Difficulties in assessing the relationship between the lateral meniscal fascicles and a tear of the lateral meniscal have been recognized for many years. I quote from an article I wrote about knee arthrography two decades ago [3]:
The superior and inferior meniscal fascicles, or struts, of the lateral meniscus correspond to the attachments of the medial meniscus to the femur/ joint capsule and to the tibia/coronary ligament, respectively. A tear of one of these fascicles is, therefore, equivalent to a partial peripheral separation of the superior or inferior portion of the posterior medial meniscus. A tear of both fascicles would correspond to a complete peripheral focal separation of the posterior medial meniscus. The superior fascicle is noncontinuous laterally and the inferior fascicle is noncontinuous posteriorly, allowing for the entrance and exit of the popliteal tendon....The normal variation in the continuity of these fascicles makes many arthrographers reluctant to diagnose an isolated tear in the absence of abnormalities of the body of the meniscus or popliteal bursa. Although such a diagnosis is difficult to make, particularly on the basis of a single radiograph, there is little doubt that such tears do exist. Often the diagnosis can be made only at fluoroscopy by observing the freely moving fragments of the torn fascicles or the abnormal inward motion of the lateral meniscus. The latter is invariably observed when both fascicles are torn. Isolated tears involving only these fascicles, and not the body of the meniscus, are rare, but are probably more common than their medial meniscal counterparts.... The therapeutic significance of a (isolated) fascicle tear of the lateral meniscus, like that of a partial peripheral tear of the medial meniscus, is controversial.
References
University of Wisconsin Hospital Madison, WI 53792
Suburban Radiologic Consultants Minneapolis, MN 55437
Diagnostic Radiologists Cedar Rapids, IA 52402
We appreciate the opportunity to clarify the concept of the disrupted or absent superior popliteomeniscal fascicle [1]. Our article describes the MR appearance of the normal and abnormal popliteomeniscal fascicles as previously reported for knee arthrography and described by Dr. Hall [2] and in the anatomic dissections by Jelasco [3]. As the popliteal tendon penetrates the posterior horn of the lateral meniscus, the superior fascicle is formed. Both fascicles are then seen as the popliteal tendon passes towards the superior surface of the meniscus. As Dr. Hall notes, the superior fascicle is normally absent as the tendon passes through the superior surface of the meniscus. With careful positioning and traction on the patient's knee, an arthrographer can usually display these changes in appearance of the fascicles.
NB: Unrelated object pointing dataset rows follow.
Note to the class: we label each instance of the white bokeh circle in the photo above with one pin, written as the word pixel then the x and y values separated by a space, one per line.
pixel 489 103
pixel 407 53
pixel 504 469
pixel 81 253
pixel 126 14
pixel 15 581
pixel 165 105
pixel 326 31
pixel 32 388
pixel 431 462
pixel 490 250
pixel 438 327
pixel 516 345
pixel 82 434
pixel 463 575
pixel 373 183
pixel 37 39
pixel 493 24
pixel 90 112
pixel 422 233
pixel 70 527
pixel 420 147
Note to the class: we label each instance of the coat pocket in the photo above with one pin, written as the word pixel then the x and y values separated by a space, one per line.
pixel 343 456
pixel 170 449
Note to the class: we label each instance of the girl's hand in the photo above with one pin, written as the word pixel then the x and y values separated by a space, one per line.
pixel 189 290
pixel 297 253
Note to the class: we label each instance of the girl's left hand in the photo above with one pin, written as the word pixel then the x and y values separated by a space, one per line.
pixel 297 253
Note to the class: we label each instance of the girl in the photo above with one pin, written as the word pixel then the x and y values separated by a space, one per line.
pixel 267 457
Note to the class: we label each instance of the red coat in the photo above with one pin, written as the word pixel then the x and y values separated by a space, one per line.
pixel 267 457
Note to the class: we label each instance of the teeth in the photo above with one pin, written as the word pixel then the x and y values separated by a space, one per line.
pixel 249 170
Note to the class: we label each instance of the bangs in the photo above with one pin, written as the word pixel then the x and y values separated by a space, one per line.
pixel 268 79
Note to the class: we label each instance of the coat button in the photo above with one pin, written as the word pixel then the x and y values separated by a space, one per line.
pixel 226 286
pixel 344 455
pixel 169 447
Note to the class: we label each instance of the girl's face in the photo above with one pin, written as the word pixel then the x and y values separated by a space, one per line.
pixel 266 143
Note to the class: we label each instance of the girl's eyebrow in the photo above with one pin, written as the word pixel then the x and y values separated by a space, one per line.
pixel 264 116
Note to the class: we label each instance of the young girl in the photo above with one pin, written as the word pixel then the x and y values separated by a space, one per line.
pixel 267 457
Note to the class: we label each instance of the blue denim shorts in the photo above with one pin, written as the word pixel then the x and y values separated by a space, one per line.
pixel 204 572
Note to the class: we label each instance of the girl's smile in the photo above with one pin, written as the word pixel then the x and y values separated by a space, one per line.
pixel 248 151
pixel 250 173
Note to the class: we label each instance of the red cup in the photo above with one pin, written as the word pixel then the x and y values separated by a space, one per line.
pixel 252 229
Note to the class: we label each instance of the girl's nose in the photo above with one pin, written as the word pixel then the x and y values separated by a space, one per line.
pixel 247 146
As we reported in our study on the normal MR appearance of the fascicles [4], consecutive sagittal MR images show the same configuration of the fascicles as seen on arthrography. In the posteromedial aspect of the lateral meniscus, the popliteal tendon is seen on MR imaging to penetrate the capsule. Immediately lateral to this area, the popliteal tendon penetrates the meniscus, forming the superior popliteomeniscal fascicle. On MR images at the lateral edge of the knee joint, the tendon passes through the superior portion of the meniscus, and there is normal absence of the superior fascicle at this point. We consider the superior popliteomeniscal fascicle to be abnormal when the fascicle is absent or disrupted on the MR images on which the popliteal tendon penetrates the posterior margin of the posterior horn of the lateral meniscus and the fascicle should be seen. Our experience continues to show that absence or disruption of the superior popliteomeniscal fascicle on MR imaging is a useful sign suggesting the presence of a tear of the posterior horn of the lateral meniscus.